A p value < .05 was considered statistically significant.
Discussion
In the current study, we observed a significantly higher mortality in SAP patients with ARDS. In addition, lower PaO2:FiO2 ratio, platelet counts, higher lactate dehydrogenase, creatinine, and procalcitonin on admission had been found to be correlated with higher risk of developing ARDS in patients with SAP. Finally, the predictive model based on above crucial variables had high sensitivity and specificity to identify high-risk population for developing ARDS in patients with SAP, which would help take early interventions to prevent ARDS progression in SAP and improve clinical outcomes.
In our study, the occurrence of ARDS in SAP was 46.58%, which was between the 15% and 60% reported in prior studies.19–22 In pneumonia-caused ARDS, increasing age and comorbidities were associated with high risk of developing ARDS. Surprisingly, there were no statistically significant differences in age and comorbidities among SAP patients with or without ARDS in the present study, which was consistent with previous studies among patients with SAP23,24 and AP,16,25 indicating that age and comorbidities is not as much of a risk factor in SAP-related ARDS as in pneumonia-initiated ARDS. Although hypertriglyceridemia-induced AP has been reported to be associated with risk of lung failure compared with other etiologies,16,26 the etiologies of SAP have no significant differences between the groups with or without ARDS. Further studies on underlying mechanism would be warranted to investigate the associations between SAP etiologies and ARDS.

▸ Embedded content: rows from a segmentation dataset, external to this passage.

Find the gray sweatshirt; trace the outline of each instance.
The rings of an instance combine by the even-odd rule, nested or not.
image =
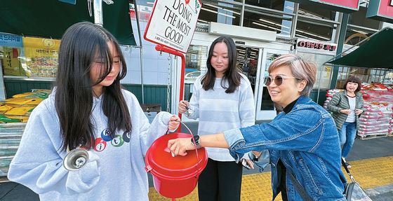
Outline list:
[[[196,78],[189,101],[189,108],[195,112],[188,118],[199,118],[198,134],[220,133],[255,124],[255,107],[251,85],[246,76],[241,75],[240,85],[230,94],[226,93],[226,89],[221,86],[222,78],[216,78],[213,89],[207,91],[201,84],[203,75]],[[223,85],[227,87],[228,83],[224,82]],[[206,148],[213,160],[234,161],[227,148]]]
[[[101,134],[107,118],[101,98],[94,98],[91,118],[100,147],[88,150],[85,167],[69,172],[62,165],[67,152],[60,151],[55,92],[32,113],[10,165],[8,179],[39,194],[41,200],[149,200],[143,157],[152,143],[166,133],[172,115],[160,112],[150,125],[134,95],[123,90],[133,126],[131,139],[123,139],[124,131],[119,131],[116,140],[105,141]]]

In addition, our findings demonstrated the 60-day mortality rate of 37.62% and 6.40% among SAP patients with or without ARDS, respectively, confirming the critical role of ARDS in SAP prognosis. In prior studies with ARDS, the mortality rate of ARDS commonly ranged from 36% to 50%,27–29 and the mortality rate of SAP-initiated ARDS in the study fell within this range. Although ARDS has been well known as a leading cause of mortality in SAP, identifying early risk factors of ARDS in SAP is challenging. Previous studies proposed the utility of lung ultrasonography and cytokines in predicting ARDS among patients with SAP; however, individual indicator had difficulty in reflecting whole situation of the body. Besides, lung ultrasonography has not been widely used in most hospitals, particularly in primary healthcare centers. To the best of our knowledge, very few studies focused on multiple indicators using prediction score and/or a nomogram model to predict ARDS development among patients with SAP.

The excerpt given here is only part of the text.